The East Coast Main Trunk Line

The line we travel on today used to be part of what was then known as the East Coast Main Trunk Line. This departed Auckland for Frankton, then across country to Morrinsville, Te Aroha, Paeroa, through the Karangahake Gorge to Waihi, through the Athenree Gorge to Katikati, down to Tauranga, Te Maunga (Mt Maunganui), Te Puke and to its terminal at Taneatua.

  • 1880 the Main Trunk line reached Hamilton from Auckland
  • 1884 Hamilton - Morrinsville Section completed
  • 1886 Morrinsville – Te Aroha Section completed
  • 1898 the line reached Paeroa with the station being built close to where the current Information Center is sited.
  • 1897 – 1899 the survey for the line from Paeroa to Waihi was completed.
  • 1900 construction commenced
  • 1901 formation ready to Karangahake ready for track laying. Construction of the Tunnel commenced from both ends – length of tunnel 1190 yards on a grade of 1:50
  • 1901 – 1903 saw construction of the three key bridges completed at either end of the tunnel and across the river at Waikino.
  • 1904 after working 24 hrs days the break through of the Karangahake tunnel achieved.

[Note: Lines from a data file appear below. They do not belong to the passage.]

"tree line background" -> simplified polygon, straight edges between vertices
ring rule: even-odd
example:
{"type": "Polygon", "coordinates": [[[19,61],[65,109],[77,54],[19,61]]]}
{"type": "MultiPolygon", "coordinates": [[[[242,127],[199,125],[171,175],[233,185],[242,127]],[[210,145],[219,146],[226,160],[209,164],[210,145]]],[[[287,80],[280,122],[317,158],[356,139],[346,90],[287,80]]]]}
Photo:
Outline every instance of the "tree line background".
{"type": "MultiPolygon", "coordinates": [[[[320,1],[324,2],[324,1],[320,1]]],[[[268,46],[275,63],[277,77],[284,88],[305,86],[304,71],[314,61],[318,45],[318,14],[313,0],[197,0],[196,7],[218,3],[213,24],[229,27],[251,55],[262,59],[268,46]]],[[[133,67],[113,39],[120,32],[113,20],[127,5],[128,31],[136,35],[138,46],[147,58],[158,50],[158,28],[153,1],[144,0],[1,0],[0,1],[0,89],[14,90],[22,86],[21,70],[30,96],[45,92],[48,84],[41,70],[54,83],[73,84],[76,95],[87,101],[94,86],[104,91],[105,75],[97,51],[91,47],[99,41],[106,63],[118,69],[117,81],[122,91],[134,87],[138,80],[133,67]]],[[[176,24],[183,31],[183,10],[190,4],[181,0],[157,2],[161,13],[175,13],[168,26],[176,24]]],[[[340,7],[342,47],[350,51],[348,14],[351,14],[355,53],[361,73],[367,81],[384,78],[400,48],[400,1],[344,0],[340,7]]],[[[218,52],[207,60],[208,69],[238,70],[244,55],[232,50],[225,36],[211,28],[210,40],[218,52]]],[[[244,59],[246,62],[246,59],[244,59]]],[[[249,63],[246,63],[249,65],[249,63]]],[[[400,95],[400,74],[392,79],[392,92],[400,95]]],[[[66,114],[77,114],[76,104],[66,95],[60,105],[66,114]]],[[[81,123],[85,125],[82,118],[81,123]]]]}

  • 1905 (April) first coal deliveries to the Waikino Battery site
  • 1905 (November) Paeroa to Waihi section officially opened. The journey to Paeroa from Waihi took 55 minutes with stops at Waikino, Owharoa and Karangahake.
  • 1907 surveys undertaken for several routes to Bay of Plenty
  • 1912 (March) construction on the line to Tauranga formation commenced but suspended in November.

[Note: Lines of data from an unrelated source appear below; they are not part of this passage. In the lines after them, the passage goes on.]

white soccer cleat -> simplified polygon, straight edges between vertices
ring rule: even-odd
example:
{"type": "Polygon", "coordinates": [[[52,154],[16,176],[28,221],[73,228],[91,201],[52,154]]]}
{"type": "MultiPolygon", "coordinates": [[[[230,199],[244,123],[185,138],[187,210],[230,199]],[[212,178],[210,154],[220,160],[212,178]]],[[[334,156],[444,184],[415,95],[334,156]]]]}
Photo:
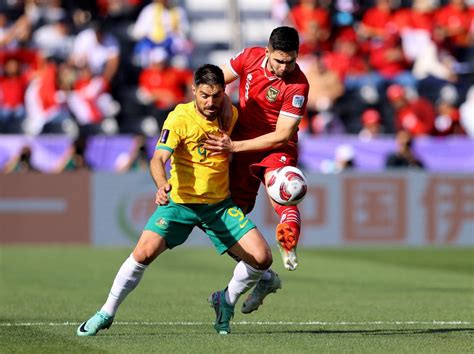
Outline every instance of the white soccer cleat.
{"type": "Polygon", "coordinates": [[[278,274],[271,271],[272,277],[269,280],[260,279],[255,285],[253,291],[247,296],[244,303],[242,304],[242,313],[250,313],[257,310],[260,305],[263,304],[263,299],[268,294],[276,293],[278,289],[281,289],[281,280],[278,274]]]}
{"type": "Polygon", "coordinates": [[[283,260],[283,266],[286,270],[294,271],[298,267],[298,257],[296,256],[296,247],[290,251],[287,251],[278,244],[280,249],[281,258],[283,260]]]}

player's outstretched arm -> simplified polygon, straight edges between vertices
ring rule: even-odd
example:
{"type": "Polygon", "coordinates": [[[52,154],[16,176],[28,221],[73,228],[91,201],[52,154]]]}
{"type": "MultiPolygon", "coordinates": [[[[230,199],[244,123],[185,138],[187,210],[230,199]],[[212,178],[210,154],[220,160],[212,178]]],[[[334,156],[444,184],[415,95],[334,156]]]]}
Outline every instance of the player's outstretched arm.
{"type": "Polygon", "coordinates": [[[299,122],[299,119],[280,115],[274,132],[240,141],[232,141],[227,134],[209,135],[204,148],[212,154],[278,149],[285,146],[293,137],[299,122]]]}

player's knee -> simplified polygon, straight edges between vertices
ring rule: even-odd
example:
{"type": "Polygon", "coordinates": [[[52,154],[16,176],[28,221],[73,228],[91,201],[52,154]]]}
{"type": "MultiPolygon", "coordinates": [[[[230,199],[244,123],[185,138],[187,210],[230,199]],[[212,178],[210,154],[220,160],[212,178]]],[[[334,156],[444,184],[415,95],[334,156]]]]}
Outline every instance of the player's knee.
{"type": "Polygon", "coordinates": [[[264,248],[259,250],[254,255],[255,258],[255,268],[265,270],[270,268],[273,263],[272,251],[270,248],[264,248]]]}
{"type": "Polygon", "coordinates": [[[156,252],[154,252],[152,249],[150,248],[146,248],[146,247],[136,247],[134,250],[133,250],[133,258],[135,259],[135,261],[137,261],[138,263],[141,263],[141,264],[150,264],[151,262],[153,262],[153,260],[156,258],[156,255],[155,255],[156,252]]]}
{"type": "Polygon", "coordinates": [[[163,239],[155,237],[141,237],[133,250],[133,258],[138,263],[150,264],[166,249],[163,239]]]}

  • 1914 work recommenced on the formation but suspended again in March 1917 due to 1st World War shortages of staff.
  • 1918 – 1920 work again recommenced with the Athenree Station Yard completion along with pier work on the Waimata Stream piers. The Athenree to Katikati formations work completed in 1919.

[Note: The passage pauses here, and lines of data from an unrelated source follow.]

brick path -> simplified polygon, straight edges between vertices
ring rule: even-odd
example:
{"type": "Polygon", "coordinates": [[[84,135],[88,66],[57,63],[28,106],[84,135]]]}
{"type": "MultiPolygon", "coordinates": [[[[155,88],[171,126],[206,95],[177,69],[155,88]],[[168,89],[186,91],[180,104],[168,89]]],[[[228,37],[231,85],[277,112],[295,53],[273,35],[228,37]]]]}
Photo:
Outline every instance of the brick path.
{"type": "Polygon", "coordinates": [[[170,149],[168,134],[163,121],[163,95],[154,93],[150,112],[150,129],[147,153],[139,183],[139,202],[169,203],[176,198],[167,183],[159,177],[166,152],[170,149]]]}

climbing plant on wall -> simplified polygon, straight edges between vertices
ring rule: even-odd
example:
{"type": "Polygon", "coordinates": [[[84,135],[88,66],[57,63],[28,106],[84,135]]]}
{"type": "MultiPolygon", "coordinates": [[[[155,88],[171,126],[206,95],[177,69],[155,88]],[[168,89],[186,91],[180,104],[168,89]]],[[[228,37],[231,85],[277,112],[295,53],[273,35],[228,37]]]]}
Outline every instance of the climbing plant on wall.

  • 1924 track work commenced from Waihi to the 14-mile peg by the Public Works Dept with Armstrong, Whitworth & Co constructing the balance of the track to Te Puna.
  • 1925 the Waihi to Tahawai section completed.
  • 1925 the Paeroa Station being rebuilt on a site 700 meters north of the original site now at Taylor’s Ave - this is the station building now at Waikino.
  • 1928 (March) the 500 men of the Armstrong, Whitworth & Co completed the track
  • 1928 (June) New Zealand Railways take possession of the Waihi to Tauranga Section.
  • 1938 the remaining line to Taneatua opened.

Originally the line was meant to join up with the Gisborne to Napier railway line and work did commence from both ends. However two World Wars, an economic depression plus a terrible influenza epidemic interrupted development so the join through the Waioeka Gorge never occurred.